When I was released from the hospital six years ago, I sued the government for my imprisonment because I was never actually sick. I was just a very lost and confused youth. The case has taken on a life of its own. I don’t have to pay for it. I don’t really care if I win or lose, but I have questioned whether it is right to sue. I trust Isvara will deliver a result that is good for everyone. With the help of the Bhagavad Gita I think it is right because of the adharmic way psychiatry treats and understands human beings.
It doesn’t seem right to prescribe psychotropic drugs, which are very detrimental to the body and mind, without right understanding, as they slow down the whole process of self-knowledge. They make the mind tamasic and rajasic, like a ping-pong ball that never is in peace. Psychiatry uses drugs that get the mind tamasic but they think it makes the mind sattvic because a seemingly “quiet” – but actually dull – patient is so much easier to deal with. So I am dedicated to the dissemination of self-knowledge, in psychiatry too, not for saving the world, but with an attitude of humility, self-confidence and love. I will take the result as prasad.

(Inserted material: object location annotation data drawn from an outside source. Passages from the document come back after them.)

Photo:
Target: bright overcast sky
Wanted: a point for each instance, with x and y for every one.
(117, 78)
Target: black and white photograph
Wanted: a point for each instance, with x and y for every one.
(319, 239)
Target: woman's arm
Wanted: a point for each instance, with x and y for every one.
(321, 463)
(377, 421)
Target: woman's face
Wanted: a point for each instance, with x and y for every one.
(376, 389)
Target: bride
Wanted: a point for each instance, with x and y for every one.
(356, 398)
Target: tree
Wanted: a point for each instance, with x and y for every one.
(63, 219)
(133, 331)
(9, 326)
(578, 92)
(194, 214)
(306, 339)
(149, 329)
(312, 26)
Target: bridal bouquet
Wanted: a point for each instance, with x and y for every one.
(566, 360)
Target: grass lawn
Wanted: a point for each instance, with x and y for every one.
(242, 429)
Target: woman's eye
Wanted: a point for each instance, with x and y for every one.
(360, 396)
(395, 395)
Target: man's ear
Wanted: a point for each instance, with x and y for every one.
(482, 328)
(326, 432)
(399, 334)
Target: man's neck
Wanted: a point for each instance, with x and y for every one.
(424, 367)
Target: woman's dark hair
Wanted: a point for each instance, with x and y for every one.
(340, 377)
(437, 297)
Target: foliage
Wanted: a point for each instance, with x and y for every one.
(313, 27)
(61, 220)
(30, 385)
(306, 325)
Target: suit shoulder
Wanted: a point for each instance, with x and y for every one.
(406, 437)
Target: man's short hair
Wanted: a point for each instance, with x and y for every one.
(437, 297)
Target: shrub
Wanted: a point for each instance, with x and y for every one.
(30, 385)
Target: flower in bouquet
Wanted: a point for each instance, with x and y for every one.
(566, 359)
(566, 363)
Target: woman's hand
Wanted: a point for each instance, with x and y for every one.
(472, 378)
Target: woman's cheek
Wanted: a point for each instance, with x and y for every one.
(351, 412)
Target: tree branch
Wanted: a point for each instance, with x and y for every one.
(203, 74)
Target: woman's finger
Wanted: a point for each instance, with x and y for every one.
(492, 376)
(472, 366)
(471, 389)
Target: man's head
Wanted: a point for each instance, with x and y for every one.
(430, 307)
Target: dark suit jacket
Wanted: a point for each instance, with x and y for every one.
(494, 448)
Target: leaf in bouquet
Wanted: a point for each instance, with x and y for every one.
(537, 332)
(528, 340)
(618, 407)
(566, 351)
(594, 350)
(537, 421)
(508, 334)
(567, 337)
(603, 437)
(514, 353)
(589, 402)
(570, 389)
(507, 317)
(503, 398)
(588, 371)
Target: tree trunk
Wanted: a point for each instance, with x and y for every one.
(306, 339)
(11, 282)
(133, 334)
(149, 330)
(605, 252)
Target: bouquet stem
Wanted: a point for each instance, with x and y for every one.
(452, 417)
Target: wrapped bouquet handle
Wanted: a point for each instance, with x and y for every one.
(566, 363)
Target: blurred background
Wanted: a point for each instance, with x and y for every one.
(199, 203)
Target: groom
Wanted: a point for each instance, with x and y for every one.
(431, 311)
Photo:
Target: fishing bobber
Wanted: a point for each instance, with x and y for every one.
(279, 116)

Now the hospital staff, at the behest of the director or the hospital, wants me to share more of my self. Is this part of the self-actualization process? Because I am clear about who I am and who I’m not, thanks to you, I made a sincere commitment to do what is important in life, to serve Isvara in the form of humanity. I never had much to do with others, but at times it will be great to have some people to share with.
Love is the glue that “makes” the world non-dual; everything arises and dies in me and I am the Love, the Awareness, that allows creation, sustenance and destruction in this universe. Without me, no universe, no world. My jiva can be very emotional when it experiences mercy, love, grace and joy.

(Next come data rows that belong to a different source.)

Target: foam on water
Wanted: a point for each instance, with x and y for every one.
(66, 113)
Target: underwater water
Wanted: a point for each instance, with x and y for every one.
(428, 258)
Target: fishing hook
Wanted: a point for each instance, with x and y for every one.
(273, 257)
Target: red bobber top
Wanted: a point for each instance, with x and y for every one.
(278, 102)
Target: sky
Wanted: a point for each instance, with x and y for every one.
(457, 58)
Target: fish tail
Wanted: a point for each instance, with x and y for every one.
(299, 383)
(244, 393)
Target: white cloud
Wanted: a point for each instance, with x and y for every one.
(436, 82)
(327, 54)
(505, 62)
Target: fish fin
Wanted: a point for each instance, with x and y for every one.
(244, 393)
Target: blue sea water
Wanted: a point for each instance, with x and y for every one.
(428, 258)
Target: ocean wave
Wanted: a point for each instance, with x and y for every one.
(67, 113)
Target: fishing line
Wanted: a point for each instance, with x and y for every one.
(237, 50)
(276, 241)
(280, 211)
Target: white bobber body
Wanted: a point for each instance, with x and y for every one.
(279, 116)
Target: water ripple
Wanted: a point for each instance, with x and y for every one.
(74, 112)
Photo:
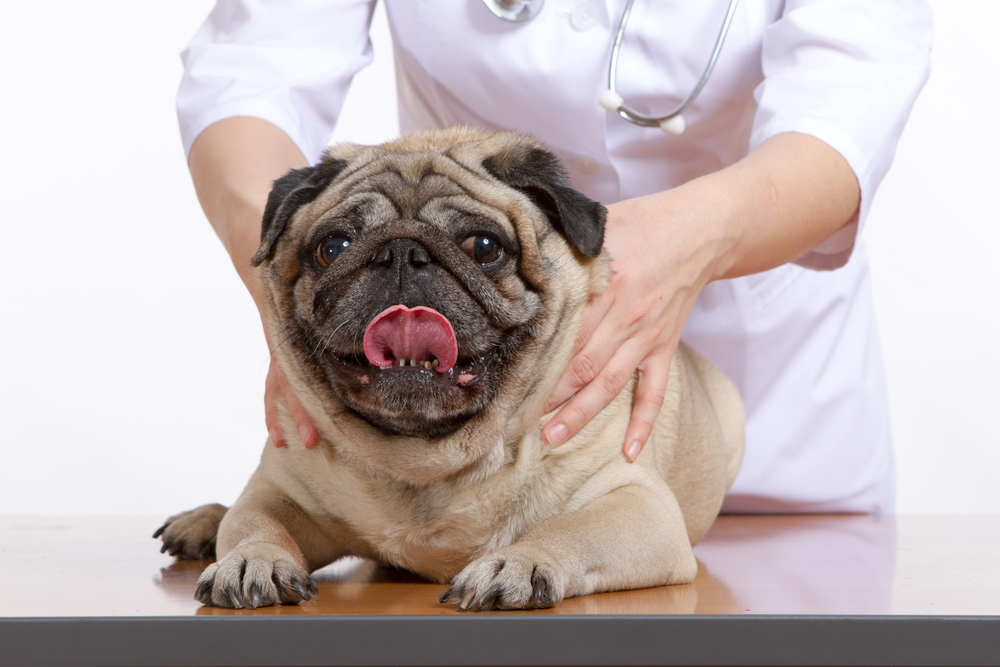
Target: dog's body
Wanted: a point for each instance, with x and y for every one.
(438, 467)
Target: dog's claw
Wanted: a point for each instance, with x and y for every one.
(489, 602)
(235, 600)
(471, 593)
(254, 595)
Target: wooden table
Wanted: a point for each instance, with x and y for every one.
(771, 590)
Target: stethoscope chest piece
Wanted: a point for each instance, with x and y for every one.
(515, 11)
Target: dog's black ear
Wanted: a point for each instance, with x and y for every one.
(539, 174)
(289, 193)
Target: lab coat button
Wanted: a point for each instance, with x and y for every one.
(584, 16)
(587, 166)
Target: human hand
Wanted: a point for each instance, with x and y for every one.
(276, 383)
(663, 250)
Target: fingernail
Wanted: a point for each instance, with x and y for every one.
(632, 451)
(304, 434)
(554, 435)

Sometimes people want me to share my patient history – and I can share a little bit of it – but I say no. It is dramatic, full of pain and weird things that just pollute people’s minds. It is trendy now to share these weird psychological experiences to help psychiatry learn to do things in a better way. But I have forgotten most of my story now, so it is difficult to share. And I see it as a blessing, so there is nothing weird about it.
I have been blessed with a great ease of communication, but I am interested in communicating words of knowledge, not just personal stories and meanings. For the personal side, I paint and sing.
But I can share what I learned from my life, which is what Vedanta is all about. Vedanta is so natural and easy for me to understand. With constant practice it has become a lifestyle and doesn’t require effort anymore.
Could you please tell me as far as possible if my attitude, understanding and qualifications are in accord with the teaching? And could you please help me to get it more clarity if you see some shaky understandings or formulations?
Thank you so much to both of you for taking time to read these words. Your guidance is always appreciated. For me, both of You are the perfect symbol of what the Self is. And Vedanta is my Guru. I am my own Guru – with a little help from you until my understanding is clear as still water reflecting the Truth.